Diaconate Ordination of Mario Jacobo and Taryn Whittington

Published: May 28, 2015

Bishop Anthony B. Taylor preached the following homily at the Cathedral of St. Andrew in Little Rock on Thursday, May 28, 2015. It is based on the following readings: Acts 6:1-7; Ephesians 6:10-20; and John 15:1-8.


Bishop Taylor

The word "seminary" comes from a Latin word meaning "seedbed" or "greenhouse." In this case, a place where the seed of a vocation is cultivated: Allowed to germinate; its growing tendrils be supported and trained and pruned.

Sort of like we do with tomato plants. We water them, put down fertilizer, prop the plant up when necessary and pinch off the sucker branches that have no blossoms in order to maximize the tomato production of the branches that do have blossoms.

And Taryn and Mario, you've still got one more year of spiritual cultivation to go at that greenhouse we call St. Meinrad. But not just one more year of growth and pruning in the vineyard of the Lord. His vineyard is the world and I can assure you from personal experience, his pruning is ongoing.

But united to him, you will bear fruit abundantly. Or more accurately, he will bear abundant fruit through you, through your ministry.

Which is why I am so glad you chose Jesus' discourse about the vine and the branches as the Gospel reading for your ordination to the diaconate. Both of you were raised in deeply Christian homes and the seed of faith in Jesus was planted in you early on.

Mario: You had the blessing of a very supportive mother who relied on the Lord amid the many challenges she faced raising you as a single parent. She knew she was going to have to do double duty. She worked hard all her life to help her kids get ahead, but she also knew that she wasn't going to be able to do this alone. So with great trust in God's providence, she turned to Jesus, her Savior.

She found strength in him and in her parish to keep moving forward despite many challenges. And Mario, I'm so pleased that your pastor from Atlanta, Father Joseph Shaute, is here with us today. He had such an important role in your own vocation as well as the life of your family.

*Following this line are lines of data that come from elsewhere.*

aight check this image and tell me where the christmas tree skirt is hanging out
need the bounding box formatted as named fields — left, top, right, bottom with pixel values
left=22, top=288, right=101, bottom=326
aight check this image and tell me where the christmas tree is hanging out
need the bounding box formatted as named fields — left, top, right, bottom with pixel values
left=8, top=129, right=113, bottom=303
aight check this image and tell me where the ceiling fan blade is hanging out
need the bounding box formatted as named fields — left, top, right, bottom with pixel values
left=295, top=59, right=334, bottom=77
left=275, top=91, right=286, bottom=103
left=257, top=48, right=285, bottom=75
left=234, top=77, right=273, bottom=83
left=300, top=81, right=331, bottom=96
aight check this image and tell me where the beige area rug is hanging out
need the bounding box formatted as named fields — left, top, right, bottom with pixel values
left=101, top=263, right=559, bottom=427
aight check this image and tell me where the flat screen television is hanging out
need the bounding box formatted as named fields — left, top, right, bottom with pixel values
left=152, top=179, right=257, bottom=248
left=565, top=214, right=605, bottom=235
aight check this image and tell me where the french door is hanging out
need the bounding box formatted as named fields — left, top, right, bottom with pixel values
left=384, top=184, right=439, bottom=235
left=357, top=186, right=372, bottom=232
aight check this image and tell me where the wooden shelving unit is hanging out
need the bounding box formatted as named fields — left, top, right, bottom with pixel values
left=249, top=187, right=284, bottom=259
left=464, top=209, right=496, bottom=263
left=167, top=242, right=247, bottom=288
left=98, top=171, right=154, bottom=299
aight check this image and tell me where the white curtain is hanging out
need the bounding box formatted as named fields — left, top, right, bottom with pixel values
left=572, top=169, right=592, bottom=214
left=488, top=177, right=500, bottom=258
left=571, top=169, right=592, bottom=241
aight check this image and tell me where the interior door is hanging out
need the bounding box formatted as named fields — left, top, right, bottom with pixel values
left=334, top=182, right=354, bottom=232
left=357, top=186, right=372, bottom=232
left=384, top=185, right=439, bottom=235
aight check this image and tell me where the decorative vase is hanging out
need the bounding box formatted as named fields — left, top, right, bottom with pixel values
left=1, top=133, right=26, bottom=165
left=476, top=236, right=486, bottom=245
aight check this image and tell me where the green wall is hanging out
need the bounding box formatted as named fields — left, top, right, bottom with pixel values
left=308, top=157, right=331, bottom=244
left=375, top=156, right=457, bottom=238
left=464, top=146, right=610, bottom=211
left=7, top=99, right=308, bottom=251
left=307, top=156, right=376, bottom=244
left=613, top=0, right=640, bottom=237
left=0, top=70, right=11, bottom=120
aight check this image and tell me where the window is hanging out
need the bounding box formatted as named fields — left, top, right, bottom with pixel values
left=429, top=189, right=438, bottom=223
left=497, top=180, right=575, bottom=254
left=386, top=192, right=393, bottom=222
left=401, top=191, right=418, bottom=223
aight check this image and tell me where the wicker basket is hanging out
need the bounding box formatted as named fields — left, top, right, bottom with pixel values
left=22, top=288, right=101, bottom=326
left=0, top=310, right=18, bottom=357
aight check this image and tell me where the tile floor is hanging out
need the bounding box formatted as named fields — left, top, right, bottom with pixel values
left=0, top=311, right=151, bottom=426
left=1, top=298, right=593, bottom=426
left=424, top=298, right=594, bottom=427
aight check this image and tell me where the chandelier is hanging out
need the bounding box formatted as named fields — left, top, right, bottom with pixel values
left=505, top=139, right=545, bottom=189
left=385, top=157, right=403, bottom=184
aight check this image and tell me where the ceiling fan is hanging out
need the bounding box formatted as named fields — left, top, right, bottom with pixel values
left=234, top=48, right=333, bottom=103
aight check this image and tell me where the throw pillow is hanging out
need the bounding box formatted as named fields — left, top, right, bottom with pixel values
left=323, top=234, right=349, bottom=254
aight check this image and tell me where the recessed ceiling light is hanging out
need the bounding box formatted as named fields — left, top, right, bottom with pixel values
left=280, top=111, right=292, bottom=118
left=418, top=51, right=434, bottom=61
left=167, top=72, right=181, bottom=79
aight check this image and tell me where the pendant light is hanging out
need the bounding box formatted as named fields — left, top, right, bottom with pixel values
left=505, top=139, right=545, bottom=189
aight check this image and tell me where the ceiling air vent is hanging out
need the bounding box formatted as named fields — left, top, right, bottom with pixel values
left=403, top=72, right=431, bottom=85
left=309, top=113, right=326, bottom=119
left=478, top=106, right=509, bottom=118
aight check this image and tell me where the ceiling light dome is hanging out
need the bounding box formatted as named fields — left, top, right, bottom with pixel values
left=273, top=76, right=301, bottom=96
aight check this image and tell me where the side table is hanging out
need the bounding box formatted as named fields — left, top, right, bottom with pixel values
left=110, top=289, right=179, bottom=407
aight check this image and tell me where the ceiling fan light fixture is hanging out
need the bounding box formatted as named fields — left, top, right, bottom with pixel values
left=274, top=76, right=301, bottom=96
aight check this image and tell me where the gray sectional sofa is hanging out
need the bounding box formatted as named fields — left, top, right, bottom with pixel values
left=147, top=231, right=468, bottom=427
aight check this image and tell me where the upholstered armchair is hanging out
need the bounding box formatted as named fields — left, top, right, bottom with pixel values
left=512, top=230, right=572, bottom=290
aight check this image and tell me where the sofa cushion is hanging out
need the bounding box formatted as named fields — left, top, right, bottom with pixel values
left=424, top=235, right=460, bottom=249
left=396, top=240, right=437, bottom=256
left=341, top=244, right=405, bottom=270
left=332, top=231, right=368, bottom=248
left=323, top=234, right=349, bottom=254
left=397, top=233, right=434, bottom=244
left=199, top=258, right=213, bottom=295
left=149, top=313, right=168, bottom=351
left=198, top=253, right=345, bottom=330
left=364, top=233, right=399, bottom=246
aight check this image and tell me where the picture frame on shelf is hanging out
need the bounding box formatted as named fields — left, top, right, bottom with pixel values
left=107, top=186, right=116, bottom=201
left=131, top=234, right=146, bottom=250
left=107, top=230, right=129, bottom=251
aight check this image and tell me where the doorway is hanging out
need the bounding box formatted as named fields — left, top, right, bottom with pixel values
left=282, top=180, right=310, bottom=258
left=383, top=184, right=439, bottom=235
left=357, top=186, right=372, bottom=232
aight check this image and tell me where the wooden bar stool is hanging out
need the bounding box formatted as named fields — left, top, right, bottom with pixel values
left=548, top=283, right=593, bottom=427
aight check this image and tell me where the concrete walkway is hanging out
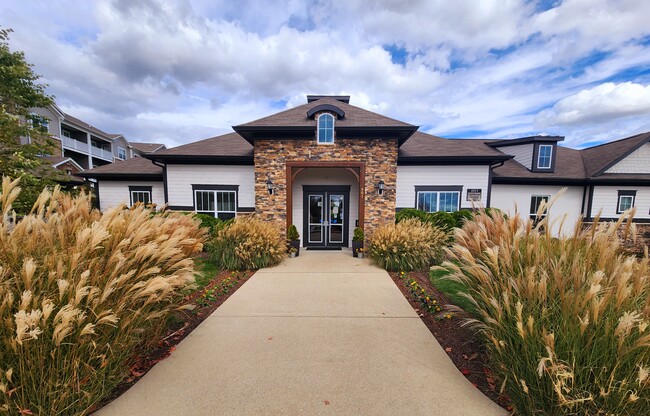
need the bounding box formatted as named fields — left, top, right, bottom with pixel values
left=97, top=251, right=505, bottom=416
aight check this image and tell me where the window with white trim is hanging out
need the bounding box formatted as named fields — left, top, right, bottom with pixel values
left=416, top=191, right=460, bottom=212
left=317, top=113, right=334, bottom=144
left=537, top=145, right=553, bottom=169
left=129, top=186, right=153, bottom=207
left=118, top=147, right=127, bottom=160
left=195, top=190, right=237, bottom=220
left=530, top=195, right=550, bottom=219
left=617, top=190, right=636, bottom=214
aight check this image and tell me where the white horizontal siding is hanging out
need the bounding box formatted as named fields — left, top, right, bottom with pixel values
left=396, top=165, right=489, bottom=209
left=605, top=143, right=650, bottom=173
left=490, top=185, right=584, bottom=235
left=292, top=168, right=359, bottom=246
left=166, top=165, right=255, bottom=209
left=98, top=181, right=164, bottom=211
left=590, top=186, right=650, bottom=219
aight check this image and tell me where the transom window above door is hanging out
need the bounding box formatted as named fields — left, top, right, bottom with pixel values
left=195, top=189, right=237, bottom=220
left=317, top=113, right=334, bottom=144
left=415, top=186, right=462, bottom=212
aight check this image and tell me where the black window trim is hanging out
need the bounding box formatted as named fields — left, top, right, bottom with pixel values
left=414, top=185, right=463, bottom=212
left=617, top=190, right=636, bottom=214
left=192, top=184, right=239, bottom=219
left=529, top=194, right=550, bottom=218
left=129, top=186, right=152, bottom=206
left=531, top=143, right=557, bottom=172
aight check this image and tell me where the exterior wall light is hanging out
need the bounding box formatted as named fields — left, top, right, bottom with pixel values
left=266, top=178, right=274, bottom=195
left=377, top=179, right=385, bottom=195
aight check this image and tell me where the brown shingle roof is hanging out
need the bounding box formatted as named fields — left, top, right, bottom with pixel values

Taryn: You on the other hand, had the blessing of being raised in a solid Christian home in which both parents were present, and the even greater blessing of having a father who is the pastor of a pentecostal church. Taryn, it is a special grace from God that you have a father who can share with you a wealth of pastoral experience as you begin your own life of public ministry in the vineyard of the Lord.

In both of your cases, your childhood home was your first seminary, the place where that seed of faith began to grow and develop. And not just there, also in the churches of your childhood and early adulthood. Over these years, the Lord pruned you and led you down pathways in your journey of faith with him that no one could have predicted, bringing you eventually to the choicest part of his vineyard: the Diocese of Little Rock. And I guarantee that this pruning will continue in all the years of ordained ministry that lie ahead for you.

But notice, you are not the seed. Jesus is. He has been growing within you all this time. You belong to him, are part of him, a member of the mystical body of Christ living and active in the world today. But he is the head of the Church, he is the vine and you are branches, as am I and everyone else here. He is the life-giving sap that feeds us, without which we die, and so cut off from him you can bear no fruit. But united to him, you will bear fruit abundantly. Or more accurately, he will bear abundant fruit through you, through your ministry.

This is part of what we find in the remarkable second reading from St. Paul's letter to the Ephesians that you chose for today. It is remarkable because you — and St. Paul — recognize that we are presently engaged in a battle against evil, and that as ordained ministers you will be on the front line of this cosmic struggle.

Hatred did its worst on Good Friday, but Jesus poured himself out in self-sacrificing love and thereby broke the power of sin and death. Satan can do incredible damage — as we see in the news every day and as you will see in the lives of some of your parishioners — but Satan cannot defeat love.

So "put on the armor of God" — the armor of self-sacrificing love — "so that you may be able to stand firm against the tactics of the devil ... your loins girded in truth" in all you say and do, "clothed with righteousness as a breastplate ... and take up the helmet of salvation and the sword of the Spirit, which is the word of God."

Pretty appropriate for two men about to take up a ministry of preaching the word of God as ordained deacons.